– Я сперва скажу папе спокойной ночи, – возразила Кэтрин, и не успели мы ее остановить, как она уже обвила руками его шею. Бедная девочка тут же поняла свою потерю, она вскричала: – Ох, он умер, Хитклиф, он умер! – И они оба так зарыдали, что сердце разрывалось слушать их.
Я плакала с ними вместе, громко и горько. Тогда Джозеф спросил, с чего это мы разревелись о святом в небесах. Он велел мне надеть салоп и бежать в Гиммертон за доктором и за пастором. Мне было невдомек, что проку теперь от того и от другого. Все же я пошла в дождь и ветер, но привела с собою только одного – доктора; пастор же сказал, что придет наутро. Предоставив Джозефу рассказывать, как все произошло, я побежала к детям. Дверь их комнаты была раскрыта настежь, и я увидела, что они и не думали ложиться, хоть было за полночь; но они стали спокойней, и мне не понадобилось их утешать. Они сами утешили друг друга такими добрыми словами, какие мне не пришли бы на ум: ни один пастор на свете не нарисовал бы рай таким прекрасным, каким они его изобразили в своих простодушных речах. Я слушала, рыдая, и невольно пожелала, чтобы все мы вместе поскорее попали на небо.
Глава VI
Мистер Хиндли приехал домой на похороны и, что нас крайне удивило и вызвало пересуды по всей округе, привез с собой жену. Кто она такая и откуда родом, он нам не стал объяснять; вероятно, она не могла похвалиться ни деньгами, ни именем, иначе он не скрывал бы свой брак от отца.
Она была не из тех, кто при первом своем появлении переворачивает весь дом. С той минуты, как она переступила наш порог, все, казалось, ее восхищало, на что бы она ни поглядела – и вещи, и все, что делалось у нас, – все, кроме приготовлений к похоронам и вид молчаливо скорбящих людей.
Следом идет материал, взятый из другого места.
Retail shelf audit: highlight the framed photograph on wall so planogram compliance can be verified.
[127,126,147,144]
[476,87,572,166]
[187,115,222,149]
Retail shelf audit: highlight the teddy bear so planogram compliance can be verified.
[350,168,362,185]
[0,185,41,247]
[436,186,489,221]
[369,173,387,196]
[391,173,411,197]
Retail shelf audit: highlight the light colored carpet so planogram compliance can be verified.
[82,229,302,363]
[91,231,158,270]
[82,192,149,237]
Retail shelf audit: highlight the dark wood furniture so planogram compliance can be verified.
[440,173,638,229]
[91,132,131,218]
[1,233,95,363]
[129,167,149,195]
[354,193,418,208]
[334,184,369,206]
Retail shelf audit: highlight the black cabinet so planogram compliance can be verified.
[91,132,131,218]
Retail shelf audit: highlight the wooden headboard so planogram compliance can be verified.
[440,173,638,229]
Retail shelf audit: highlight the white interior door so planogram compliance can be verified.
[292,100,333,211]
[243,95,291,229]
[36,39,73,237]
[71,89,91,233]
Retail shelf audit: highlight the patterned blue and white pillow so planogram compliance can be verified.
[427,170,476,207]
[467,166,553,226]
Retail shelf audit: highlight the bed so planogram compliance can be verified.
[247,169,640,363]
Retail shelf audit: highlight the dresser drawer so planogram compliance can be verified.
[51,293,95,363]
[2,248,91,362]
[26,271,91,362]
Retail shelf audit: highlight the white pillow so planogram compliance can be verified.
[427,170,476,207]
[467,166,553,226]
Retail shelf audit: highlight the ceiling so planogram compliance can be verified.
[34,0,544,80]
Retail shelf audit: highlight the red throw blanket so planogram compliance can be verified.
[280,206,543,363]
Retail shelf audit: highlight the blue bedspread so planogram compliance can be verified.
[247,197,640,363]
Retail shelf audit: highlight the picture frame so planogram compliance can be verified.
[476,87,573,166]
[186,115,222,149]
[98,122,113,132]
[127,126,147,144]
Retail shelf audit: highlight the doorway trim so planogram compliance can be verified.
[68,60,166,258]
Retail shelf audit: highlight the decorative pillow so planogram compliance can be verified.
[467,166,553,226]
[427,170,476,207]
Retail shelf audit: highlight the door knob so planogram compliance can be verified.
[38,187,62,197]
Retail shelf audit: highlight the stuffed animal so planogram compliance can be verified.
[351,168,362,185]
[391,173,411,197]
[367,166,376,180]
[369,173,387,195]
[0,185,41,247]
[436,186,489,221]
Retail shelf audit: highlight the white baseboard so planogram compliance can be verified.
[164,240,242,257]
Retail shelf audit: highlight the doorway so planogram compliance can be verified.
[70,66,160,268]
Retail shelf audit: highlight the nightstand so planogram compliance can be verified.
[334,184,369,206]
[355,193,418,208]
Я приняла ее за полоумную – так она себя вела, пока совершали обряд: она убежала к себе в комнату и велела мне пойти с нею, хотя мне нужно было переодевать детей. Там она сидела, вся дрожа, сжимала руки и спрашивала беспрестанно: «Они уже ушли?» Потом она стала в истерическом исступлении описывать, какое действие оказывает на нее все черное, и вздрагивала и тряслась и, наконец, расплакалась, а когда я спросила – почему, она ответила, что не знает, но умирать так страшно! Мне подумалось, что она так же мало походит на умирающую, как и я. Она была тоненькая, молодая, со свежим цветом лица, и глаза у нее сверкали ярко, как бриллианты. Правда, я заметила, что на лестнице у нее начиналась одышка, что при всяком неожиданном звуке ее всю передергивало и что временами она мучительно кашляла. Но я тогда не имела понятия, что предвещали все эти признаки, и ничуть не склонна была ее жалеть. Мы тут вообще не расположены к чужакам, мистер Локвуд, – разве что они первые проявят к нам расположение.
За три года, что его не было дома, молодой Эрншо сильно изменился. Он похудел и утратил румянец, говорил и одевался по-иному; и в первый же день, как вернулся, он сказал Джозефу и мне, что впредь мы должны сидеть у себя на кухне, а столовую предоставить ему. Он даже хотел было застлать ковром и оклеить пустовавшую маленькую комнату и устроить в ней гостиную; но его жене так по сердцу пришлись и белый каменный пол, и большой ярко пылавший камин, и оловянные блюда, и горка с голландским фаянсом, и собачий закут, и большие размеры той комнаты, где они обычно сидели, – хоть танцуй! – что он счел это не столь необходимым для ее доброго самочувствия и отказался от своей затеи.
Она выразила также радость, что в числе своих новых знакомцев обрела сестру; и она щебетала над Кэтрин, и бегала с ней, и зацеловывала ее, и задаривала – поначалу. Скоро, однако, ее дружеский пыл иссяк; а когда жена его, бывало, надуется, Хиндли становился тираном. Ей достаточно было сказать о Хитклифе несколько неодобрительных слов, и вновь поднималась вся его былая ненависть к мальчику. Он удалил его со своих глаз, отправил к слугам и прекратил его занятия с викарием, настояв, чтобы вместо учения он работал – и не по дому, а в поле; да еще следил, чтоб работу ему давали не легче, чем всякому другому работнику на ферме.